Op het rouwprentje staat een gedicht van Hans Andreus dat ze op 15 juni 1988 voor de twaalfde verjaardag van Alexander liet inlijsten:
Wanneer ik morgen doodga, /vertel dan aan de bomen/hoeveel ik van je hield./Vertel het aan de wind, /die in de bomen klimt/of uit de takken valt, /hoeveel ik van je hield.
Boven het gedicht heeft zij eigenhandig, in kalligrafisch goudschrift, “Voor Alexander” geschreven.
Op het kerkhof fluistert iemand: “Waartoe heeft dat jachtige, exuberante leven gediend?”
De aanwezigheid van de vele politieke prominenten, met wie Sabine du Tertre heeft samengewerkt, is voor de familie en de andere aanwezigen een opvallend bewijs van haar bekendheid.
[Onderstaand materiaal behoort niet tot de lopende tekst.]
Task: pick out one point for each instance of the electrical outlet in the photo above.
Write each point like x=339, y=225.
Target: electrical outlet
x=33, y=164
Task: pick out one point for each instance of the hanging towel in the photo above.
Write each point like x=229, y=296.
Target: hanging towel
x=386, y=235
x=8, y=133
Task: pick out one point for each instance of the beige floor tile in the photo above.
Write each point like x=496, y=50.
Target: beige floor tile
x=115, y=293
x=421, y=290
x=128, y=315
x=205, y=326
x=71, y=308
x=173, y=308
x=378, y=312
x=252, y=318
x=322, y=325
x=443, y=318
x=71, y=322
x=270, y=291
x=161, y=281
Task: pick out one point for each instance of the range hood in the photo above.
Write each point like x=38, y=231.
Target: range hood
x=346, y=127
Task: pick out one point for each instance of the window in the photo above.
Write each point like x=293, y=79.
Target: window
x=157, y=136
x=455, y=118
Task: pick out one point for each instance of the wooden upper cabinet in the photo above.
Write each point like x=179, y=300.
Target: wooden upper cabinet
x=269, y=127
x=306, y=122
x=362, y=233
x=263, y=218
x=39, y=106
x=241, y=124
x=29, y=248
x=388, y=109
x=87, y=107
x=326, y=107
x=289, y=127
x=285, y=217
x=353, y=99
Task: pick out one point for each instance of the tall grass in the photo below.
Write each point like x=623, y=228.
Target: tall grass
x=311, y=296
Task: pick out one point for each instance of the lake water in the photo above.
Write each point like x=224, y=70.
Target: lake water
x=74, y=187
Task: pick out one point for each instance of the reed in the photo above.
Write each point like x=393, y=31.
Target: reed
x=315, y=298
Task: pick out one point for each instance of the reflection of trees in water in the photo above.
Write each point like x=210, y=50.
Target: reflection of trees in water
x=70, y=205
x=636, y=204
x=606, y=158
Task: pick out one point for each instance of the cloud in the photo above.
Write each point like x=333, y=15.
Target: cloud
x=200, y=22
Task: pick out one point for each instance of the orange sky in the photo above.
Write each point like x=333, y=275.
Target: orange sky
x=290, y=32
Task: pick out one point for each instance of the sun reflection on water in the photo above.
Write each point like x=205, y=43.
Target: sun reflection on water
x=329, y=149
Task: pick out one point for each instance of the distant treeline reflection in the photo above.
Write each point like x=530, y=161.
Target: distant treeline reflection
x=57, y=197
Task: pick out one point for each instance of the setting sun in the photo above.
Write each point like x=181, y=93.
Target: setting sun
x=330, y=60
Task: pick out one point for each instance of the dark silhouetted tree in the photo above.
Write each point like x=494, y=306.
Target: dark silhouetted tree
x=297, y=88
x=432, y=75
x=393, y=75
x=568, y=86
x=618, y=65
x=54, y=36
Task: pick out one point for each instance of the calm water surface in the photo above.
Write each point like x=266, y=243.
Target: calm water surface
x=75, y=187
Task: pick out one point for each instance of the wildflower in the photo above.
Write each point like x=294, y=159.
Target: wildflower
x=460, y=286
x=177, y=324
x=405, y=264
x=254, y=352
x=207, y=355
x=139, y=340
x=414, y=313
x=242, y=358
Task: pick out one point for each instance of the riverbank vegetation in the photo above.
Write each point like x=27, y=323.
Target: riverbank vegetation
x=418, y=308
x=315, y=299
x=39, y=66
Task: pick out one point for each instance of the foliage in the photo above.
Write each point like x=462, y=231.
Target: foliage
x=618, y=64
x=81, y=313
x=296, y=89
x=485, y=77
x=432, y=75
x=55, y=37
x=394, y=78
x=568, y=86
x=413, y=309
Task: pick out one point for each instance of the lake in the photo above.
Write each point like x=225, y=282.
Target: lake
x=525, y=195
Sabine du Tertre, dochter van Michel du Tertre en Georgette Dardenne, weduwe van notaris Louis Vanthuyne, was een BV.

In het oktobernummer van Goedendag, het personeelsblad van de Vlaamse Gemeenschap, en van Klasse, maandblad voor Onderwijs, verschijnt een kort "In Memoriam" onder een kleurenfoto: “Onderwijs heeft in Mevrouw Sabine Vanthuyne-Du Tertre een heel waardevolle collega verloren. Iemand die vanuit haar werkkracht en haar grote bekwaamheid het vertrouwen wist te winnen, niet alleen van haar chefs en medewerkers, maar ook van de onderwijswereld in het algemeen, de netten, de vakbonden, de scholen. Zij leidde met vaste hand en een opvallend professionele fierheid haar afdeling op het departement Onderwijs. Alles wat zij deed, was voor haar belangrijk genoeg om goed gedaan te worden.”